Vers une gestion plus stricte du temps de travail dans la fonction publique ?

heure travail syndical Style Media Design 52566517 LLa circulaire du 31 mars émise par le ministère de la fonction publique invite les administrations publiques à un réexamen de leurs dispositifs de temps de travail.

Sur plusieurs questions, le document insiste sur une application plus stricte des principes légaux en matière de temps de travail dans les trois fonctions publiques, d'ASA, des repos compensateurs, d'heures supplémentaires, d'astreintes et de chartes du temps...

« J'invite fermement les employeurs publics (...) à réexaminer les dispositifs en place sur le temps de travail en poursuivant deux objectifs : adapter les organisations du travail aux besoins des usagers et favoriser une meilleure qualité de vie au travail des agents publics. Cet examen ne pourra être conduit que dans le cadre d'un dialogue approfondi avec les représentants des personnels », engage la circulaire du 31 mars 2017 relative à l'application des règles en matière de temps de travail dans les trois versants de la fonction publique.
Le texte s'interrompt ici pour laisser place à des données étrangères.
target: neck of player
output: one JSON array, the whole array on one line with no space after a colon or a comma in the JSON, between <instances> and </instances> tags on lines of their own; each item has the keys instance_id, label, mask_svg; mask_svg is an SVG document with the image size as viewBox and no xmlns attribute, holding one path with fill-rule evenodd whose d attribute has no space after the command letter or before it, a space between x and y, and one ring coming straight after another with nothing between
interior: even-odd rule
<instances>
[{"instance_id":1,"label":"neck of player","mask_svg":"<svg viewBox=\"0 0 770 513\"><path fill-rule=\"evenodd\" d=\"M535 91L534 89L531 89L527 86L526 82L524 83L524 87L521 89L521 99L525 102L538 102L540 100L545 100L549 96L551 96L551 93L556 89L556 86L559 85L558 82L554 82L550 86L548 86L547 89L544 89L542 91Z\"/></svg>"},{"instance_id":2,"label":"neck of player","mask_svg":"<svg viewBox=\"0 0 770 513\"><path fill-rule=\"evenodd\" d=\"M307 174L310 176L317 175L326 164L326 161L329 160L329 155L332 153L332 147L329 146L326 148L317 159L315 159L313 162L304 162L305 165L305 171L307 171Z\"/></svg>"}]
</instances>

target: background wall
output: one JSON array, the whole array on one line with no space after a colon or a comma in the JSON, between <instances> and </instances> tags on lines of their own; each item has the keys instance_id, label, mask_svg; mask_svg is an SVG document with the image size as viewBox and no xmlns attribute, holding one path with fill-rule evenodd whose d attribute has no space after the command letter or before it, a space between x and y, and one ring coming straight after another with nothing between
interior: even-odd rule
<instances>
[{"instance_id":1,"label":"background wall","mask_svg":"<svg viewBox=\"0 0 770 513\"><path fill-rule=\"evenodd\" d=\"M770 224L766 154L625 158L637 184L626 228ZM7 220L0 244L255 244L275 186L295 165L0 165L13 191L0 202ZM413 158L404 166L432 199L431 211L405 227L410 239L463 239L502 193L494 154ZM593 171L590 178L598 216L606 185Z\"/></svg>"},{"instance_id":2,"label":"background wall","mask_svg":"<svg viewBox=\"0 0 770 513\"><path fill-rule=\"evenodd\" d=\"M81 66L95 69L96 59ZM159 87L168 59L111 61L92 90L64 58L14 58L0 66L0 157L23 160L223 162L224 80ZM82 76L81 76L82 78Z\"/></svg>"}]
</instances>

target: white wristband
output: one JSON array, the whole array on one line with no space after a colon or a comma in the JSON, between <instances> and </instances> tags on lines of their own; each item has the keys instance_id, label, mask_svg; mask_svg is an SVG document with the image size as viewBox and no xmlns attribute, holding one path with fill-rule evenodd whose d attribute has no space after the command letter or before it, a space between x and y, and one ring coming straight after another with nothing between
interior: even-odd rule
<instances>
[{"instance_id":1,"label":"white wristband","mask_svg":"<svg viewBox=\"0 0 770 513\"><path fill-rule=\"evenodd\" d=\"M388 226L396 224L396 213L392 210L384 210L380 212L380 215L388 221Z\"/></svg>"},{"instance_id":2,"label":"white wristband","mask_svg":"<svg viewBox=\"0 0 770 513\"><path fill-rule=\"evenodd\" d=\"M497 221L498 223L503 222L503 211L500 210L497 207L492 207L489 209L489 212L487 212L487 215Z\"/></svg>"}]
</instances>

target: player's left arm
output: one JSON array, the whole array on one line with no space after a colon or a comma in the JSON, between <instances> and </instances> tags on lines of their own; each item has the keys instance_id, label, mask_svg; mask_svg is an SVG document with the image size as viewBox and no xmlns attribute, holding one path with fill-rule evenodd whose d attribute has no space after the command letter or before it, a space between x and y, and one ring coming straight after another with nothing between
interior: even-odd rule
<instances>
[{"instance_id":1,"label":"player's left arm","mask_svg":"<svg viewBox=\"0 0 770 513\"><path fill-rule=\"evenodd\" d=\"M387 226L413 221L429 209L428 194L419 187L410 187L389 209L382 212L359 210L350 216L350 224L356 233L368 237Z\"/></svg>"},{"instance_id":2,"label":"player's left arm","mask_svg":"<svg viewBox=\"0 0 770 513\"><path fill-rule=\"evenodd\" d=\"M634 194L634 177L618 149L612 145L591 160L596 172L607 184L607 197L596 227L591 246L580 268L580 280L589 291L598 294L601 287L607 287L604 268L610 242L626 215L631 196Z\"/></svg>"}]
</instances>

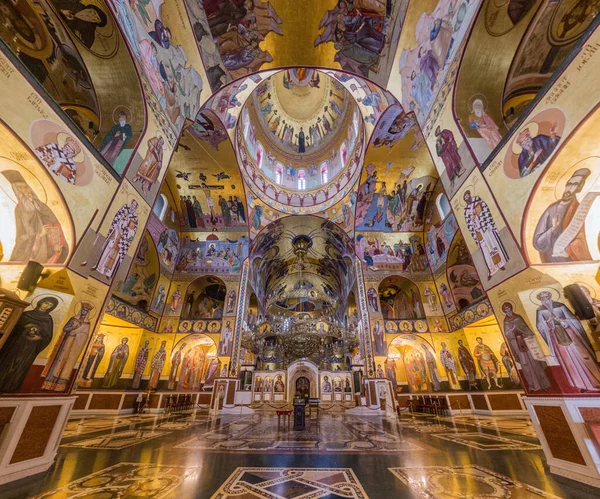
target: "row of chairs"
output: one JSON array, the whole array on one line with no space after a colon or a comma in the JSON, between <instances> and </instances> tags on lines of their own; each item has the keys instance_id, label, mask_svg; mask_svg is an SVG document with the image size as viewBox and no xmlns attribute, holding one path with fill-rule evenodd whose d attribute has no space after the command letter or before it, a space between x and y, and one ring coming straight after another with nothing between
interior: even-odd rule
<instances>
[{"instance_id":1,"label":"row of chairs","mask_svg":"<svg viewBox=\"0 0 600 499\"><path fill-rule=\"evenodd\" d=\"M446 397L435 396L419 396L416 399L411 399L407 403L411 412L422 412L435 416L449 416L450 407Z\"/></svg>"},{"instance_id":2,"label":"row of chairs","mask_svg":"<svg viewBox=\"0 0 600 499\"><path fill-rule=\"evenodd\" d=\"M165 412L170 414L174 412L190 411L195 405L191 395L168 396L165 404Z\"/></svg>"}]
</instances>

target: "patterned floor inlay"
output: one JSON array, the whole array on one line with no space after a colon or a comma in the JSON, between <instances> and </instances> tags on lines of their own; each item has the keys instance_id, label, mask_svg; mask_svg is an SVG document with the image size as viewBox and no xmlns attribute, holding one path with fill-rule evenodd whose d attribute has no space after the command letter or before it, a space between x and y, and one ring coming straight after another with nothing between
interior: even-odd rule
<instances>
[{"instance_id":1,"label":"patterned floor inlay","mask_svg":"<svg viewBox=\"0 0 600 499\"><path fill-rule=\"evenodd\" d=\"M460 430L453 428L452 426L448 426L445 424L436 424L436 423L407 423L402 424L402 428L407 428L413 431L417 431L419 433L444 433L444 432L454 432L454 433L463 433L467 430Z\"/></svg>"},{"instance_id":2,"label":"patterned floor inlay","mask_svg":"<svg viewBox=\"0 0 600 499\"><path fill-rule=\"evenodd\" d=\"M153 498L166 497L198 468L156 464L119 463L34 499L51 497Z\"/></svg>"},{"instance_id":3,"label":"patterned floor inlay","mask_svg":"<svg viewBox=\"0 0 600 499\"><path fill-rule=\"evenodd\" d=\"M427 499L560 499L525 483L481 466L425 466L388 468L420 497ZM398 496L400 497L400 496Z\"/></svg>"},{"instance_id":4,"label":"patterned floor inlay","mask_svg":"<svg viewBox=\"0 0 600 499\"><path fill-rule=\"evenodd\" d=\"M163 414L134 414L131 416L107 416L104 418L82 418L72 419L67 423L63 438L87 435L97 431L111 430L113 428L122 428L138 423L148 421L160 421L167 417Z\"/></svg>"},{"instance_id":5,"label":"patterned floor inlay","mask_svg":"<svg viewBox=\"0 0 600 499\"><path fill-rule=\"evenodd\" d=\"M423 447L362 418L321 415L304 431L277 424L277 416L245 416L175 448L233 452L405 452Z\"/></svg>"},{"instance_id":6,"label":"patterned floor inlay","mask_svg":"<svg viewBox=\"0 0 600 499\"><path fill-rule=\"evenodd\" d=\"M477 450L542 450L540 445L486 433L434 433L433 436Z\"/></svg>"},{"instance_id":7,"label":"patterned floor inlay","mask_svg":"<svg viewBox=\"0 0 600 499\"><path fill-rule=\"evenodd\" d=\"M537 438L535 428L530 419L527 418L498 418L487 416L456 416L452 418L440 418L440 421L448 421L455 424L474 426L476 428L488 428L500 430L506 433L515 433L526 437Z\"/></svg>"},{"instance_id":8,"label":"patterned floor inlay","mask_svg":"<svg viewBox=\"0 0 600 499\"><path fill-rule=\"evenodd\" d=\"M109 435L86 438L76 442L62 444L61 447L79 447L82 449L124 449L132 445L141 444L147 440L166 435L166 431L127 430Z\"/></svg>"},{"instance_id":9,"label":"patterned floor inlay","mask_svg":"<svg viewBox=\"0 0 600 499\"><path fill-rule=\"evenodd\" d=\"M350 468L237 468L212 499L368 499Z\"/></svg>"}]
</instances>

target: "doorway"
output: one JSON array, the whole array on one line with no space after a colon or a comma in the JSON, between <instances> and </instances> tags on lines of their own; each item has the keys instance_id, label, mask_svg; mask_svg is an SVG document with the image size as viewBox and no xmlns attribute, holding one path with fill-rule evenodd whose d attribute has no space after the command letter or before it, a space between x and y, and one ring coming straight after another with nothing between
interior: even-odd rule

Rappelant la règle des 35 heures hebdomadaires et des 1 607 heures par an « sans préjudice des sujétions particulières » (travail le week-end, la nuit, jours fériés...), qui peuvent octroyer des repos supplémentaires, le ministère de la Fonction publique encourage les employeurs publics à coller au plus près à cette durée légale du temps de travail.

Sont notamment visées les collectivités territoriales qui ont pu conserver, en 2001, leur régime horaire plus favorable et en dessous des 35 heures. Dès lors, le ministère les incite à réexaminer leur régime dérogatoire. Tout en rappelant le nécessaire dialogue avec les représentants du personnel.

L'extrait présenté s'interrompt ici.